The cacay nut is rich in phosphorus, calcium, and iron. About 15-19% of the nut is composed of protein, while the press cake (the dry organic matter after the oil is extracted) is composed 43-46% of protein. The nuts from ripe cacay fruits are edible and have a pleasant taste, similar to that of peanuts. Nuts can be eaten uncooked, toasted, fried, or boiled with salt. The nuts can also be used to prepare foods such as cakes, turrón, beverages, and cookies. After grinding down the nut, its flour can be used to produce vitamin supplements, as well as to elaborate functional foods.

=== Other uses ===
Its lumber can be used for woodworking structures, and may be utilized as firewood and in the production of charcoal. Cacay trees may also be used to provide shade to other crops that need it (as possibly coffee plantations) and for other animals. Within the domain of agroforestry, cacay trees may be introduced into areas that are not adequate for intense agricultural and cattle raining activities. Furthermore, the tree also attracts bees through the nectar excreted from its leaves, aiding in the tree's pollination.

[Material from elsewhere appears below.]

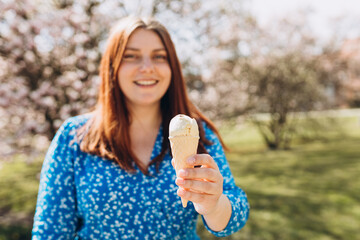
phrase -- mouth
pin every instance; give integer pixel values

Lastly, the nut's press cake can also serve as food for cattle due to its high content of proteins and minerals.

== Ecological value ==

Cacay has been identified as one of the several trees indigenous to the Eastern Plains region of Colombia that may serve in the ecological restoration of areas of the savanna containing invasive species of grasses such as Brachiaria humidicola. Crops of Caryodendron orinocense, as well as those of other native trees, may help in the conservation and reforestation of their area's ecosystem.